July 9, 2020
By Joe Price
By now, most of us are coming to the realization that the coronavirus is not going to skip over the Midwest. It may not hit us as hard in the Kansas City metropolitan areas because our leaders have been more sensible than most, but our day is likely coming. If I were a betting person, I would predict that four to six weeks after the July 4 weekend might be especially worrisome for us.
So what can you do about our predicament other than wear a mask in public, wash your hands a lot and avoid large indoor gatherings? I am not a doctor so I’m not going to give you any medical advice. But as an estate planner, I would advise that you have up-to-date powers of attorney and inform the agents you name in those documents how they can access them if they don’t already have copies.
Why do I suggest that? Because we have had plenty of stories of the virus progressing from “I don’t feel too bad” to “I can’t get out of bed,” without much warning.
So let’s ask and answer some questions about powers of attorney (POAs) so that you are prepared if you have the misfortune of becoming infected.
What is a POA?
It is delegation of powers from a principal to an agent; the agent must act in a fiduciary capacity on the principal’s behalf.
How does a POA differ from a DPOA?
The agent’s ability to act pursuant to the non-durable power of attorney expires when the principal becomes incapacitated. The agent’s ability to act pursuant to the durable power of attorney (DPOA) does not expire when the principal becomes incapacitated.
How does a health care POA differ from a living will or a DNR?
A health care POA gives the agent a much broader range of powers than a living will or do-not-resuscitate order (DNR) does. Typical powers included in a well-drafted health care POA are listed later in the article. By contrast, a living will usually deals with just one aspect of the principal’s instructions – the physical circumstances (e.g., a persistent vegetative state) under which the principal does not want heroic measures taken to keep him or her alive. A DNR binds the physician treating the principal to take no steps to restore the principal’s heart or restore breathing in the event of cardiac arrest or respiratory arrest – typically the performance of CPR.
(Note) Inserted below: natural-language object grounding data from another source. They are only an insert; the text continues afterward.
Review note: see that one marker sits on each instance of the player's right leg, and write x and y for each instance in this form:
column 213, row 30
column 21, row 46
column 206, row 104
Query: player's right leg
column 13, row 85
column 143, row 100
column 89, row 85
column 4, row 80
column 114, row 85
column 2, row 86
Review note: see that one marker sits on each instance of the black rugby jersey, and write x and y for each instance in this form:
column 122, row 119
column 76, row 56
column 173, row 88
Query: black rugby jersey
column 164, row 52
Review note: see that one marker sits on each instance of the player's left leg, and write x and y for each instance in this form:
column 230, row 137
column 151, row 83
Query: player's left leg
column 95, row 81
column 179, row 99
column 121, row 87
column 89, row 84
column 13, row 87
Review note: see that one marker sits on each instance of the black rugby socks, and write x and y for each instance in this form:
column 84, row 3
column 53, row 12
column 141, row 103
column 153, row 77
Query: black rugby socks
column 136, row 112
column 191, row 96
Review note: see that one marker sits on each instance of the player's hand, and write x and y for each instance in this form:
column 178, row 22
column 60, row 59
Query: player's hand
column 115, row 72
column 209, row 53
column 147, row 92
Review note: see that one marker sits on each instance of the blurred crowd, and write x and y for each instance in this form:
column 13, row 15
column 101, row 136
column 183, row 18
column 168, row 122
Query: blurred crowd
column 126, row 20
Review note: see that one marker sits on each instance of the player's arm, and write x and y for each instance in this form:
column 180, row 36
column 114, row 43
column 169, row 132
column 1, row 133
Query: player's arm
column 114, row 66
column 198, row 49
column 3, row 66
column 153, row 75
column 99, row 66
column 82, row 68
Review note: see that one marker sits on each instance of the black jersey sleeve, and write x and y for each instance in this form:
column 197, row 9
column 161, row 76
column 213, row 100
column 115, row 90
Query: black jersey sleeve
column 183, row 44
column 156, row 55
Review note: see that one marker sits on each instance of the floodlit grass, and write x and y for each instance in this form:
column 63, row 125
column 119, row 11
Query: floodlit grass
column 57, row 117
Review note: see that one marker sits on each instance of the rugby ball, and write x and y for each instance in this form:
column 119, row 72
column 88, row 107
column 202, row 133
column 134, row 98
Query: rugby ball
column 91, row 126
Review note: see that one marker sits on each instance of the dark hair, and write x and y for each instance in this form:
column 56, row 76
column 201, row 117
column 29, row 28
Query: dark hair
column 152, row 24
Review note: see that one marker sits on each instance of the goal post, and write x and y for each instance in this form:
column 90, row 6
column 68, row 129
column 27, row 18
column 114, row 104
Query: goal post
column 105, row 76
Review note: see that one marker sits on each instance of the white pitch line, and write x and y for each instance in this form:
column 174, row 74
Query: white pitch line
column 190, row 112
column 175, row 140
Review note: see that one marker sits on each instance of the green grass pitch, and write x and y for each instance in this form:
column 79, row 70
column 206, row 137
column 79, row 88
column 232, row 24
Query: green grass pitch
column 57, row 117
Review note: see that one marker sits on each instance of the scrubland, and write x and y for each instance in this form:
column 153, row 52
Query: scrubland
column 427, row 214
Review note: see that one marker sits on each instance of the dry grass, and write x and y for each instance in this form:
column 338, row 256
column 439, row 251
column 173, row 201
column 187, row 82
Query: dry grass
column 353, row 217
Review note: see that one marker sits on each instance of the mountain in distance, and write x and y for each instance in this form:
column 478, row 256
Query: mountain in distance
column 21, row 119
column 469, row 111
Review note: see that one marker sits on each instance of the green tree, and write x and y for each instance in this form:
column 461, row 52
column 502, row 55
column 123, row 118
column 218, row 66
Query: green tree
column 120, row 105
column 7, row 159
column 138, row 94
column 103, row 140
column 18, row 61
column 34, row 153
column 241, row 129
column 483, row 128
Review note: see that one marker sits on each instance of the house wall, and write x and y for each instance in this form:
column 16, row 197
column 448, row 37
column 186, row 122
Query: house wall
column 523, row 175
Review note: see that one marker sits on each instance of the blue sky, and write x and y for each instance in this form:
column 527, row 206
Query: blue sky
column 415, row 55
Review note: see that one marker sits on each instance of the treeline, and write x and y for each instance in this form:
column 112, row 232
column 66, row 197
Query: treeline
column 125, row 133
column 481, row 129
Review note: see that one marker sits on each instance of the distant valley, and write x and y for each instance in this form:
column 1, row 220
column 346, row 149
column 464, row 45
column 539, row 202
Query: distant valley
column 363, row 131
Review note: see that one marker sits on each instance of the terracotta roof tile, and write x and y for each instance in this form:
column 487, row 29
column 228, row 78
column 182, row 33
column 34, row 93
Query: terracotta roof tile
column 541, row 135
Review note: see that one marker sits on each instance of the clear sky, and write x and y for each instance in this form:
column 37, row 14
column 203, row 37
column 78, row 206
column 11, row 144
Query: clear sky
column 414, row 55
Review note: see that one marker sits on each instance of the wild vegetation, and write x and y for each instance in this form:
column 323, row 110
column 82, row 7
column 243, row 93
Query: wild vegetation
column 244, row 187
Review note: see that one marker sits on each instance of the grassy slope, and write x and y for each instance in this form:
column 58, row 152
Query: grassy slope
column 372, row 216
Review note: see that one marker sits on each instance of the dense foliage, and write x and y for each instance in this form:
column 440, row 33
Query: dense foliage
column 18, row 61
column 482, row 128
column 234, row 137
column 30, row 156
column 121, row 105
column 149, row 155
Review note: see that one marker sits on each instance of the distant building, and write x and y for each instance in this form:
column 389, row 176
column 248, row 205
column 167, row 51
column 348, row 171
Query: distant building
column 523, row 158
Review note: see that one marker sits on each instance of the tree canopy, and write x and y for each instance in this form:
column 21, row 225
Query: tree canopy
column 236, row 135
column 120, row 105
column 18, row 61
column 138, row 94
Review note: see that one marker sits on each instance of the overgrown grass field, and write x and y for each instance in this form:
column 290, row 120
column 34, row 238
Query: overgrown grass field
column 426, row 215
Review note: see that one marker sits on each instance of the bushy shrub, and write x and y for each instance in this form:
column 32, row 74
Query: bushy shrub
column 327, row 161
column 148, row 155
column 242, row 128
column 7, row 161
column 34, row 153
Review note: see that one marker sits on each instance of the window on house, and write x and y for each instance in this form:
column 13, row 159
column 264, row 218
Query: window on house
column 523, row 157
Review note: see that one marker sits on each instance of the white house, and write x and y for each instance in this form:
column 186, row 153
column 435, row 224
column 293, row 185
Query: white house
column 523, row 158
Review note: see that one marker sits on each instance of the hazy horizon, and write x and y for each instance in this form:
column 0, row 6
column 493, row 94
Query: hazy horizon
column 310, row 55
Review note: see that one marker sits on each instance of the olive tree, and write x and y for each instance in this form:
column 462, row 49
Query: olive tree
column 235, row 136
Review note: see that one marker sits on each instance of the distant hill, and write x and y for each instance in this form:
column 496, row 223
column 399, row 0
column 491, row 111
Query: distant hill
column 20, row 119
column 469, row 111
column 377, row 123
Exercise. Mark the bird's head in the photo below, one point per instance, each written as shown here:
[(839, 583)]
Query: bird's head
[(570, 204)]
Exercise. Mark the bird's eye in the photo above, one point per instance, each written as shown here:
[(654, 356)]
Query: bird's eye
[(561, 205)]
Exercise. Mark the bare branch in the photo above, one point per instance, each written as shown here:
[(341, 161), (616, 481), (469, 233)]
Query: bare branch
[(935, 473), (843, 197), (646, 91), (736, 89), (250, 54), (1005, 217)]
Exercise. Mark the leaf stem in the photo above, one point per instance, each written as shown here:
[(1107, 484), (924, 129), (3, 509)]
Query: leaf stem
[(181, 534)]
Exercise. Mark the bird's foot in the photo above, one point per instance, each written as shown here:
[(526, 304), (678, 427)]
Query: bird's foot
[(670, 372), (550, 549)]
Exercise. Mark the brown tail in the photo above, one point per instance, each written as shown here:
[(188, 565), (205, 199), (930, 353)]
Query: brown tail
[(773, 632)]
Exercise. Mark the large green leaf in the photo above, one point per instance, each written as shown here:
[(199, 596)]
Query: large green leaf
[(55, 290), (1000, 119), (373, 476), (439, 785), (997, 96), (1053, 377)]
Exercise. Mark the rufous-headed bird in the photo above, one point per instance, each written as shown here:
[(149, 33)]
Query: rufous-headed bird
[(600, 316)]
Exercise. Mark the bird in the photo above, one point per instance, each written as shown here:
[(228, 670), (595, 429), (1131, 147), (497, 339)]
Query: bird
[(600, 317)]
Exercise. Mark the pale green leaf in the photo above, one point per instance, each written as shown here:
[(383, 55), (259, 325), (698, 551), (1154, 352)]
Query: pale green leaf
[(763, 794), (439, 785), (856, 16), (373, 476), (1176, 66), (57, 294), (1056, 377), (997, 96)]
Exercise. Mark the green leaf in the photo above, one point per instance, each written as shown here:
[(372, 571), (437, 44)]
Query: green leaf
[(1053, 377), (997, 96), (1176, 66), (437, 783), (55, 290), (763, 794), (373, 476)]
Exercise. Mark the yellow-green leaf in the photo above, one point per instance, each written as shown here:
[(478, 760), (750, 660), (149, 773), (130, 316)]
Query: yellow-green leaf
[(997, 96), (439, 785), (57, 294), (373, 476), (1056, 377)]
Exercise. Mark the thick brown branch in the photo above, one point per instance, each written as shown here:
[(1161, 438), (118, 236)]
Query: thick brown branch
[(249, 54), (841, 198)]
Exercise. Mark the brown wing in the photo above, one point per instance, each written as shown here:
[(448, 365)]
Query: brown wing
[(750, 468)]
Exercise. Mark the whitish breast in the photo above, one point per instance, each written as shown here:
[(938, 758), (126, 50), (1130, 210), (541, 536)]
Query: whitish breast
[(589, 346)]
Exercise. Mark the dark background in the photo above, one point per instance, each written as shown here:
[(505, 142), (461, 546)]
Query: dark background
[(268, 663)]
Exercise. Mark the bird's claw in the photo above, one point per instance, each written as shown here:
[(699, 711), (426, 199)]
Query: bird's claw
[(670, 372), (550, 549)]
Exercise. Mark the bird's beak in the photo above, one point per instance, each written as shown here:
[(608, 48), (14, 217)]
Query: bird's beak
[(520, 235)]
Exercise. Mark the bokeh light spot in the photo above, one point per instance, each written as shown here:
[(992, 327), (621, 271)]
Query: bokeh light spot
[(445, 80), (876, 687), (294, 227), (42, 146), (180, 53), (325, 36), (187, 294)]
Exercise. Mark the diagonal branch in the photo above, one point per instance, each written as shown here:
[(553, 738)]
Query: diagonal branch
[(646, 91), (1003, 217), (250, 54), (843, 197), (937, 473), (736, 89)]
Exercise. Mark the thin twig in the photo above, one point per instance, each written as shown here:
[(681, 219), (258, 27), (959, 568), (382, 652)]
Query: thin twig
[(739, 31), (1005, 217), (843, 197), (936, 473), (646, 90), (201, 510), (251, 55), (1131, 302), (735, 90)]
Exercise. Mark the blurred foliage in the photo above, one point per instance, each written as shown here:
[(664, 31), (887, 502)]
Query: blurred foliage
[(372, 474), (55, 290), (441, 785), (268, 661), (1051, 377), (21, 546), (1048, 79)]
Do you need to have a separate health care POA and financial POA?
No, the two kinds of POAs may be combined into one document. However, the reason that you usually see them in separate documents is that the agents that you would name on each document may be different individuals.
Can I name a bank or trust company as my agent on a POA?
Under the law, a corporation as well as an individual may act as an agent. In practice, one seldom sees a corporation such as a bank or trust company serving as an agent under either a POA or a DPOA. With respect to a health care POA, there are prohibitions on the treating health care provider or an employee, owner, director or officer of the treating health care provider to serve as agent under most circumstances.
Does a POA become effective before a doctor pronounces you incapable of acting on your own?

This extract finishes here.